The entire process of building a factory from beginning to end should take anywhere from 90-110 weeks, aka 2 years if all goes swimmingly. The process used is called the waterfall approach and always begins with engineering.
The first 40 or so weeks is strictly focused on engineering and design. This engineering is based solely on the requirements of what you will be producing, and the types of machinery are generally decided by a third party appraiser. Particularly in pharma, the kinds of machines that can be used are limited to those with granted approval, so don’t even bother trying to implement cool modern equipment you saw on the internets. You’ll just piss off the feds which will delay you even further. Once your tenders are awarded, which takes another few weeks, construction will commence.
Construction will take a minimum of another 40 weeks and after that is complete you can have your fancy machines and equipment delivered and installed. Then you present it as is to the inspectors and once it is commissioned and qualified, you’re OK to go. 2 years gone.
Now, there are many equipment suppliers with experience advising all kinds of factories that can help you, such as Rieckermann, but expect to pay a price for that convenience. If you want to build something simple like a small assembly line to make iphone cases and other gimmicks then you can probably get away without an adviser and complete it in less than 1/4 of the above time, assuming you do know what you’re doing in terms of engineering.
Perhaps the biggest decision you have to make early on is location.
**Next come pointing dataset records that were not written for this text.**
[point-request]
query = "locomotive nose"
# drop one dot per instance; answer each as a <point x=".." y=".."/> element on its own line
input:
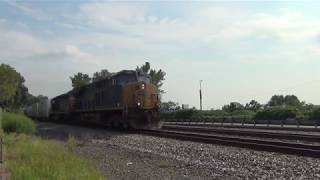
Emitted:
<point x="146" y="96"/>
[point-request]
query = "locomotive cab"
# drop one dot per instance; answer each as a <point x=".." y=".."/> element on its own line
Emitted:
<point x="141" y="104"/>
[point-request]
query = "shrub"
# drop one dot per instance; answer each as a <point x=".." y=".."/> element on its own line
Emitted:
<point x="18" y="123"/>
<point x="315" y="115"/>
<point x="33" y="158"/>
<point x="277" y="113"/>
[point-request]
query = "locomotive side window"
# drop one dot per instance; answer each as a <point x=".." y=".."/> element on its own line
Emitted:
<point x="114" y="81"/>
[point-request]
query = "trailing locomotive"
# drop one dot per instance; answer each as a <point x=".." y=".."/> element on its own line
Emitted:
<point x="126" y="99"/>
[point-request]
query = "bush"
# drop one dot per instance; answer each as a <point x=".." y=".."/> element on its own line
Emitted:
<point x="185" y="114"/>
<point x="18" y="123"/>
<point x="315" y="115"/>
<point x="277" y="113"/>
<point x="32" y="158"/>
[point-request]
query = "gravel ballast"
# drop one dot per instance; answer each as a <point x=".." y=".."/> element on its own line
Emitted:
<point x="132" y="156"/>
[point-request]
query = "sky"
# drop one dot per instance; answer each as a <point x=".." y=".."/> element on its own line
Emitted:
<point x="241" y="50"/>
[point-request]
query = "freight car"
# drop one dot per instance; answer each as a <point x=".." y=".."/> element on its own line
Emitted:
<point x="126" y="99"/>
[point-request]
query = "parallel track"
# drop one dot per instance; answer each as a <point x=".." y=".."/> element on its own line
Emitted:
<point x="261" y="145"/>
<point x="275" y="135"/>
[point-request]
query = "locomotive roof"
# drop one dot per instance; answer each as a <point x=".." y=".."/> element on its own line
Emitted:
<point x="123" y="72"/>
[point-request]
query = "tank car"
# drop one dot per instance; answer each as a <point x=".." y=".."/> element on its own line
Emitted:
<point x="126" y="99"/>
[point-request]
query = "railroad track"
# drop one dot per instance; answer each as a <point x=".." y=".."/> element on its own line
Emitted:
<point x="275" y="135"/>
<point x="256" y="144"/>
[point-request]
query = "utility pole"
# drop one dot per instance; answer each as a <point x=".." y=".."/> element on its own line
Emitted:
<point x="200" y="93"/>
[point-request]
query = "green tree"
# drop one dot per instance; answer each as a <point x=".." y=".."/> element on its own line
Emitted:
<point x="233" y="106"/>
<point x="156" y="76"/>
<point x="8" y="83"/>
<point x="288" y="100"/>
<point x="253" y="105"/>
<point x="80" y="79"/>
<point x="101" y="75"/>
<point x="276" y="100"/>
<point x="292" y="100"/>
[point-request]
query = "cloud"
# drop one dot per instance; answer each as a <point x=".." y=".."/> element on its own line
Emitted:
<point x="35" y="13"/>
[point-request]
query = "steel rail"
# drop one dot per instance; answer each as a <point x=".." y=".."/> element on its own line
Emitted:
<point x="275" y="135"/>
<point x="256" y="144"/>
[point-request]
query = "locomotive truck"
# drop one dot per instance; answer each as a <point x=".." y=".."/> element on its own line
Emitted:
<point x="126" y="99"/>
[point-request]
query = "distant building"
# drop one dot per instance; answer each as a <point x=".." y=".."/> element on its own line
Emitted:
<point x="185" y="106"/>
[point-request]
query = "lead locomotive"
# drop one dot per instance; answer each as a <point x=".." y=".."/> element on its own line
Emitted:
<point x="126" y="99"/>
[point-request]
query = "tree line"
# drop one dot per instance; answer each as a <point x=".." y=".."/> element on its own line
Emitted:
<point x="279" y="107"/>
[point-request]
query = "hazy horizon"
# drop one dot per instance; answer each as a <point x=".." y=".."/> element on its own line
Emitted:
<point x="241" y="50"/>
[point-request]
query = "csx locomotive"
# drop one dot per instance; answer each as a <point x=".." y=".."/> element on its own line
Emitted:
<point x="126" y="99"/>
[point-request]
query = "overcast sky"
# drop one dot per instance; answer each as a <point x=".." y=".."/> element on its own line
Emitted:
<point x="241" y="51"/>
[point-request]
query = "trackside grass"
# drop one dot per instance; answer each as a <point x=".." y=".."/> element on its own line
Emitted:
<point x="19" y="123"/>
<point x="31" y="158"/>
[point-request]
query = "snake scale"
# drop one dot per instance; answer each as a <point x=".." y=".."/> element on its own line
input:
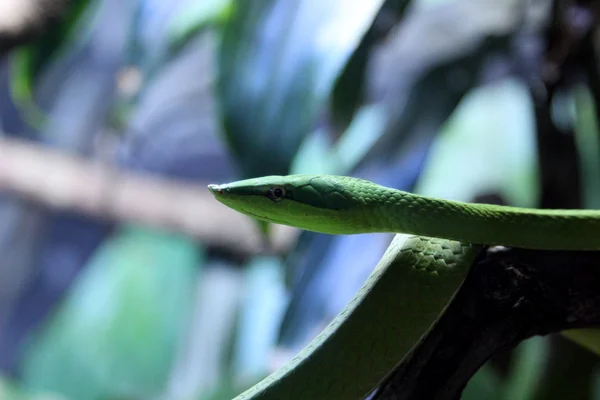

By the time your contractors finish putting together a plan based on your specifications, you should have this figured out. In Thailand, you have 2 options: Build it in an Industrial zone right next to those ham-and-eggers from Toyota, Samsung, Panasonic, Suzuki, etc? Or buy your own plot of land and build it there.
In some areas not too far out of Bangkok, procuring land is very affordable. In fact, you can probably purchase an egregiously sized lot of a couple Rai (1,600m2 – 5,000m2) for under $100k usd. This gives you the capacity to do whatever the fuck you want without having to be considerate to any neighbors, but also comes with the problem of having to build your own infrastructure (imagine a big wide open field, filled with weeds, in the middle of nowhere).
Setting up in an industrial zone, on the other hand, is more straightforward and comes with many perks, including tax advantages. There are 3 types of industrial areas; Green Field Zones, Industrial Parks, and Industrial Estates – which all offer assistance in setting up a factory. Industrial Estates and Industrial Parks are pretty much the same thing, with the main difference being that Estates are government owned and regulated. On the plus side, they help you set up acquiring permits, along with providing electric, utilities, water, storage, and all that good stuff. Green Field Zones are pretty much the piker’s version of the above, being similar but much shittier in many ways and have more restrictions.
Fortunately for me, I have extremely competent Thai partners that deal with the FDA on a regular basis and know the ins and outs of what needs to be done. Whenever they have meetings, I make it a point to attend alongside them. Despite not adding any value by my person being there, I learn an immense amount about the process and am slowly growing my knowledge bank. Generally, I retreat into the background, saying no more than needed but speaking just enough so that people don’t think I’m a fucking mute. Little by little, the opportunity before us is becoming clear to me – details of which I will outline in another post.